The other four questions and answers merit consideration here. Mr. Kay did have a duodenal ulcer in 1937, which fact made his answers to questions Nos. 1 and 4 false; he had consulted three physicians not named in the application in connection with the treatment of that ulcer, which made his answer to question No. 2 false; in connection with their treatment for the ulcer, he had undergone X-ray examinations on two occasions and, on at least one occasion, a fluoroscopic examination, so that we will regard his answer to question No. 3 as false, although his answer was qualified and not categorical.
The answers to these four questions being false, the question for determination then becomes whether they were made with intent to deceive. The jury could have found the following state of facts: While living in Portland, Oregon, Mr. Kay was sent to Dr. William S. Knox, probably by a Chinese doctor named Lum, and on November 30, 1937, he was X-rayed and fluoroscoped and found to have a duodenal ulcer. He was placed on a "bland" or "soft" diet for six weeks, which required him to eat once an hour during eight hours of the day. Thereafter, for six months, he was on a modified diet, and the intervals between feedings were lengthened. He continued to consult Dr. Knox until May 9, 1939, but the doctor stated that he had long since ceased to have any symptoms of ulcer, and that his recovery from the ulcer was completed some six months after the treatment began. This was verified by an examination by Dr. Clarence Smith, of Portland.
On June 17, 1938, Mr. Kay consulted Dr. Smith. He told Dr. Smith that he had treated with Dr. Knox and Dr. Lum during the preceding year for an ulcer in the duodenum, but he was then complaining of pain in the upper epigastrum, which had been present for two days. X-ray photographs were taken on June 24, 1938, and, from the study of the X rays, Dr. Smith concluded that the ulcer was completely healed and so advised Mr. Kay, but told him that he did not feel his condition would remain satisfactory unless he would stay on a diet. He diagnosed Mr. Kay's ailment tentatively, at that time, as pyloric spasm. He did not see Mr. Kay after June 27, 1938.
After the treatment by Dr. Knox had resulted in the healing of the ulcer, there was never, so far as the record shows, any recurrence of that condition. Mr. Kay did not continue to diet, and he ate the same things as did other members of his family.

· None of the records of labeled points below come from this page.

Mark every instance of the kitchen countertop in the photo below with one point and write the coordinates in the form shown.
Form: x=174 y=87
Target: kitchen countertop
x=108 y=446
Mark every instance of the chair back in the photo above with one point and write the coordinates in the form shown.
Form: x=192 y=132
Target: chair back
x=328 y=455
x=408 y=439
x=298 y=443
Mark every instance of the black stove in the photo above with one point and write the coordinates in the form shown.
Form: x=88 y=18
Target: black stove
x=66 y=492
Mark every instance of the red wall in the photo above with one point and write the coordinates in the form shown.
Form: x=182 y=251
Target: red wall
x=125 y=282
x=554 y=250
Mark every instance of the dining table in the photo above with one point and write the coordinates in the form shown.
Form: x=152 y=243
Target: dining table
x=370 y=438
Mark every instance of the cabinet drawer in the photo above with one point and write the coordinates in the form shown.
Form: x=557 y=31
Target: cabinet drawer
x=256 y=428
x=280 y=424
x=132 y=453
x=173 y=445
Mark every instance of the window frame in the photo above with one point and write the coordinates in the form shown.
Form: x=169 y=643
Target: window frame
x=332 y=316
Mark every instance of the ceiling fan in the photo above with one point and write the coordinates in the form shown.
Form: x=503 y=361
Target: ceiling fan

The Kays moved to Tacoma, Washington, in December, 1941, and conducted a restaurant business there. Mr. Kay did not mention the ulcer when he went to Dr. Edward J. Fairborn, in Tacoma, in September of 1942, for a condition which was diagnosed as bronchitis. X rays were taken at that time, but only of the lungs. Mr. Kay reported this visit to Dr. Fairborn in his applications for insurance. He made no mention of the fact that he had had an ulcer in his application to either the Prudential Insurance Company or to the respondent.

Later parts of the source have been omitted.